Of course, the Vicar of Christ is divisive.

He always will be.

Joe said...

Well said, as ever, Father.

Mr. DeCleene said...

A beautifully accurate writing, Father. Thank you. I just found your site from Fr. Z's today.

WhiteStoneNameSeeker said...

I was very unimpressed when a Cardinal said that unity was more important than truth. Jesus Himself had warned us that truth would split even families with members of the same family betraying others to death! He never said, so ignore the truthe because it's so divisive and unity is more important-on the contrary He made it clear that truth was worth sacrificing even the regard on family-even life, for.

It is time to assert that truth.
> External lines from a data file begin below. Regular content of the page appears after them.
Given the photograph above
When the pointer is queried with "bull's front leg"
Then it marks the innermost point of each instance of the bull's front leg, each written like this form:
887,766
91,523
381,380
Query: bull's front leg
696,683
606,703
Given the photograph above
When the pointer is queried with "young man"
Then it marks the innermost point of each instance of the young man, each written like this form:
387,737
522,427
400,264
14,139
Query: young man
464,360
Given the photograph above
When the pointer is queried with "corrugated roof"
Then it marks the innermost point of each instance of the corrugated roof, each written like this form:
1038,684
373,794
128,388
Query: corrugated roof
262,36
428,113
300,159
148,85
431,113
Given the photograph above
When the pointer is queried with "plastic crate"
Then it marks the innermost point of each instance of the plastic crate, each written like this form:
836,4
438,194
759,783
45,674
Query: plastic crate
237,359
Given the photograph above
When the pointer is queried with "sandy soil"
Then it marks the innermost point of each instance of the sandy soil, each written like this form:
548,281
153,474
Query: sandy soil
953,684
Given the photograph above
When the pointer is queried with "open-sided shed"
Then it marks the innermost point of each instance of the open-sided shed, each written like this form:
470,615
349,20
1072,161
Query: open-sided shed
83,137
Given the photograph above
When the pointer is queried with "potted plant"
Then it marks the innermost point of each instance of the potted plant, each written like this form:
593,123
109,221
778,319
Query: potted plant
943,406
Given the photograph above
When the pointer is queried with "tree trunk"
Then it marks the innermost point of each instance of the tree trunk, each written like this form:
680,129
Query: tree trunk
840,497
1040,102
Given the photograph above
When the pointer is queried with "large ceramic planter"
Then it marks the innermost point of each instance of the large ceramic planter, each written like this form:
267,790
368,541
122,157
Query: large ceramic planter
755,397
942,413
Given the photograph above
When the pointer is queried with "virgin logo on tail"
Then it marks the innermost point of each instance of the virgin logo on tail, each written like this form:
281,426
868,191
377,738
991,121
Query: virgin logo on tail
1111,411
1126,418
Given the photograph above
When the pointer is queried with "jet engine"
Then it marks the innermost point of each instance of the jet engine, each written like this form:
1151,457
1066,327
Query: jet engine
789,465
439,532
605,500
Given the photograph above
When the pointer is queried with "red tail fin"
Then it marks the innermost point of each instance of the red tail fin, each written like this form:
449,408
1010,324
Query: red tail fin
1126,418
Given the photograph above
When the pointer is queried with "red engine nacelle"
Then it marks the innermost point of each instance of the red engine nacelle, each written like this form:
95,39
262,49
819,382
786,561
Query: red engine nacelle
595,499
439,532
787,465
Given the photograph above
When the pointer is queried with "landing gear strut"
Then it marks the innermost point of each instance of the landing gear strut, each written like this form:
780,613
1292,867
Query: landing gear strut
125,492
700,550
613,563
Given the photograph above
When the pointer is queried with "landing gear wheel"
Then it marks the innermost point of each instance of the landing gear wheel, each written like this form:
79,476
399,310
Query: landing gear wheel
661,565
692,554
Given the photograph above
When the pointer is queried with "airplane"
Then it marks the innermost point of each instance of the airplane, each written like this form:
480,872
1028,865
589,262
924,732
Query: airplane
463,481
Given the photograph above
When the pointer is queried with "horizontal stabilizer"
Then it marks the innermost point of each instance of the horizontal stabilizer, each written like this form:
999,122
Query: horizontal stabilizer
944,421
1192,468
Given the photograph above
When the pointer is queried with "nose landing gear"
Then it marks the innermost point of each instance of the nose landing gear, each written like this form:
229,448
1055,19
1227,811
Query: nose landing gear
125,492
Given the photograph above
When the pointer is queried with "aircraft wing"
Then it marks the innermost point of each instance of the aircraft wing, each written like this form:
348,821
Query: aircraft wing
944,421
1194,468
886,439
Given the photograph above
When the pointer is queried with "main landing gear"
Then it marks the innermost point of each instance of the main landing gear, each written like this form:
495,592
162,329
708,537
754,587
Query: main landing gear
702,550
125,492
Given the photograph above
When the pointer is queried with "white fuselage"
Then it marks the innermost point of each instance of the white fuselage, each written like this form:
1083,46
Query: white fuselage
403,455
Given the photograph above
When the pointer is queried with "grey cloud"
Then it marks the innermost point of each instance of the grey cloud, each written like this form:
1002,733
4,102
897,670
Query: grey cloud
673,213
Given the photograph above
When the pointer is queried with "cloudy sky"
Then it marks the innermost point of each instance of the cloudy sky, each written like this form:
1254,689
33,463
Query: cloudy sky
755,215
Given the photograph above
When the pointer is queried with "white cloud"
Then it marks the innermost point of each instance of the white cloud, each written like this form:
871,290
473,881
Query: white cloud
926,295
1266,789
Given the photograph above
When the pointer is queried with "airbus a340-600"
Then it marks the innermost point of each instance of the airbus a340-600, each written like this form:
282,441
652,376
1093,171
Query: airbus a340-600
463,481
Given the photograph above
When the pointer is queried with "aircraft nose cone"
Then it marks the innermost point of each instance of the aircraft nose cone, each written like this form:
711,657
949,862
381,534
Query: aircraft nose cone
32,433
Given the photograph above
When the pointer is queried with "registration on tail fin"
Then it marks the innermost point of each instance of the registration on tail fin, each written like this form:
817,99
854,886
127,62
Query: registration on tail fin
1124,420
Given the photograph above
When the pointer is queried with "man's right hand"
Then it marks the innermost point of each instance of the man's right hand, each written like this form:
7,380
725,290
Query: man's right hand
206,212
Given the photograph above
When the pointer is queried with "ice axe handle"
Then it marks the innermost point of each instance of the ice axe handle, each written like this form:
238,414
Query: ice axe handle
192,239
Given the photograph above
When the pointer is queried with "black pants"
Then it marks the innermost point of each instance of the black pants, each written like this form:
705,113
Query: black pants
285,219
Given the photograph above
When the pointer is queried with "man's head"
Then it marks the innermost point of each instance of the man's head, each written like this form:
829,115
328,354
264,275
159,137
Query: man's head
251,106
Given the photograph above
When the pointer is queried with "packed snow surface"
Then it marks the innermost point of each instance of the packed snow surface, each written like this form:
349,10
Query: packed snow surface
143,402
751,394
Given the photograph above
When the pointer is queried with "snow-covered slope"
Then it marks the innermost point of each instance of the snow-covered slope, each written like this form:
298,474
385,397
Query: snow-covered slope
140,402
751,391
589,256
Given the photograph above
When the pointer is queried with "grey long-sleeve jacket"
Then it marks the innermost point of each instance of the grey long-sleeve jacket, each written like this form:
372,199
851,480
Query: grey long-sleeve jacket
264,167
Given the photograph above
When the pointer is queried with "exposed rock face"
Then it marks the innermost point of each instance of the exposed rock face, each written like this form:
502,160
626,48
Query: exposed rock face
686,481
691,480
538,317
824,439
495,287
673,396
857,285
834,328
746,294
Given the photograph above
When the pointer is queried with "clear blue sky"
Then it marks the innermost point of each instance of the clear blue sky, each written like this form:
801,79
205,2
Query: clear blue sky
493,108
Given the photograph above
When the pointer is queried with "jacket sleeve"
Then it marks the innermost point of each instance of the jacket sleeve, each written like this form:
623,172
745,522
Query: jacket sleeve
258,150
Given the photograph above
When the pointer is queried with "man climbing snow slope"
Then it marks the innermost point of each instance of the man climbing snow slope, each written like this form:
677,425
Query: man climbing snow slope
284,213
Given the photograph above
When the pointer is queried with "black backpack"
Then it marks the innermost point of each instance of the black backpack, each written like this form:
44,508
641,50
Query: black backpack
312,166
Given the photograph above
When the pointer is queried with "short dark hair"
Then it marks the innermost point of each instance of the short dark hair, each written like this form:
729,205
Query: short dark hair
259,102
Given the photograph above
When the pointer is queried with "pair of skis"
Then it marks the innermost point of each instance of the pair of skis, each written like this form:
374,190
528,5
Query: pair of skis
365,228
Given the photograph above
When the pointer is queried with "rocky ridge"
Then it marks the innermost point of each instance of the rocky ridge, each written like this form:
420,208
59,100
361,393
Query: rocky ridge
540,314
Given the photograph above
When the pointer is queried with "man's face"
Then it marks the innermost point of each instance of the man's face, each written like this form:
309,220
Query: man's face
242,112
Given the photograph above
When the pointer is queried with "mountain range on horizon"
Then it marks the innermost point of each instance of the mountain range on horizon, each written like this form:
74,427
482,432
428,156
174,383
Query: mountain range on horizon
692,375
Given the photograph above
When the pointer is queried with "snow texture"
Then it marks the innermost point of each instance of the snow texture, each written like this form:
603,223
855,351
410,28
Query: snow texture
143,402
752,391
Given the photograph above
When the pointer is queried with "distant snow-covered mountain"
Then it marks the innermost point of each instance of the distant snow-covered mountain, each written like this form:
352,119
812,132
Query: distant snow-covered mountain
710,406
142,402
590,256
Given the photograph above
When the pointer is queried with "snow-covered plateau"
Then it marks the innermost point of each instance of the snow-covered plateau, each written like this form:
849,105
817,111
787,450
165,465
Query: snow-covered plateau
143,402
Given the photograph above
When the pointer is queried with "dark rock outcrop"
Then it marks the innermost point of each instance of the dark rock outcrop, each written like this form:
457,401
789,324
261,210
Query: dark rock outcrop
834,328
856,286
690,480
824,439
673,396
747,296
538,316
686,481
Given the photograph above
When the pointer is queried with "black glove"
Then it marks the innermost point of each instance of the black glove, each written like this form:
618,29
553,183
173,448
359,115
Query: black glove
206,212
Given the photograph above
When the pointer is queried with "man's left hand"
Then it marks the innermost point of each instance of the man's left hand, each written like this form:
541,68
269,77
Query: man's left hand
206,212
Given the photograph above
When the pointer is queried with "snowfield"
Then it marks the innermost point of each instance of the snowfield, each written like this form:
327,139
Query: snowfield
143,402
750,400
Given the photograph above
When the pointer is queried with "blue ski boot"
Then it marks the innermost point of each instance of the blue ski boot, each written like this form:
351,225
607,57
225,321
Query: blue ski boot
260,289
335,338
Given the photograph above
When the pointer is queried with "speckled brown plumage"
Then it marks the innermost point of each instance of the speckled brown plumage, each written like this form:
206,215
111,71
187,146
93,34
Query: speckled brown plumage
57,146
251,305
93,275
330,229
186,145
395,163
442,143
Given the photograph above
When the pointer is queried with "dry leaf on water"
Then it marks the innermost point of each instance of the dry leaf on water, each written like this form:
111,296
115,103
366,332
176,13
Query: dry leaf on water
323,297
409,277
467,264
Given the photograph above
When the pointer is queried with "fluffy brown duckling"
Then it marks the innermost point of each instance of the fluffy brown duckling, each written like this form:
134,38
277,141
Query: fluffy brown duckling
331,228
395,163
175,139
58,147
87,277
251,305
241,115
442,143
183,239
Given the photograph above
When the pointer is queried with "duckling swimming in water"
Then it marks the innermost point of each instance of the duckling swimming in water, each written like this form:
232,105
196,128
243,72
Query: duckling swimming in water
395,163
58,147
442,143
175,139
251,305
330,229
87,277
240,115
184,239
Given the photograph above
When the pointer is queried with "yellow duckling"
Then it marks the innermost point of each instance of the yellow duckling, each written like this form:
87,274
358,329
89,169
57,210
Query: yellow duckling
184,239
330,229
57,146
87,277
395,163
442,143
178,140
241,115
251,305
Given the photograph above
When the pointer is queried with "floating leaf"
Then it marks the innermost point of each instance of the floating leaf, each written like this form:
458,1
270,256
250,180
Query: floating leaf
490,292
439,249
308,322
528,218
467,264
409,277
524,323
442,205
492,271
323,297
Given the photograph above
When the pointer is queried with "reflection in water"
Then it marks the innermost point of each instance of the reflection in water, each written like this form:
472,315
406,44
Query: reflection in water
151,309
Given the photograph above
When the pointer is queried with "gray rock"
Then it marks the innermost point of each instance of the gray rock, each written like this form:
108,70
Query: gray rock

Papa Beni is the da man!

Henry said...

The only way not to be divisive is to mutter platitudes so meaningless that nobody could possible disagree with them. What then would come of the Petrine ministry?

Terry Nelson said...

Excellent analysis and very true. God bless the Holy Father.

Anonymous said...

Please can anyone think of any great teacher who was not divisive?

Anonymous said...

Father and the good doctor thank you both very much. Your observations are really great. I would also like to add to the observations some (paraphrased) extracts from a homily that I have just heard at Mass this evening: -

Every pursuit of unity without regard to Truth results in no peace at all. It is a false hope to work for a superficial unity thinking that peace will emerge. There can only be unity and peace when we follow the Truth.


In effect, Pope Benedict XVI has nothing to loose and everything to gain by upholding Truth. It is not a case of sacrificing unity by preaching Truth. There can never be any unity without Truth.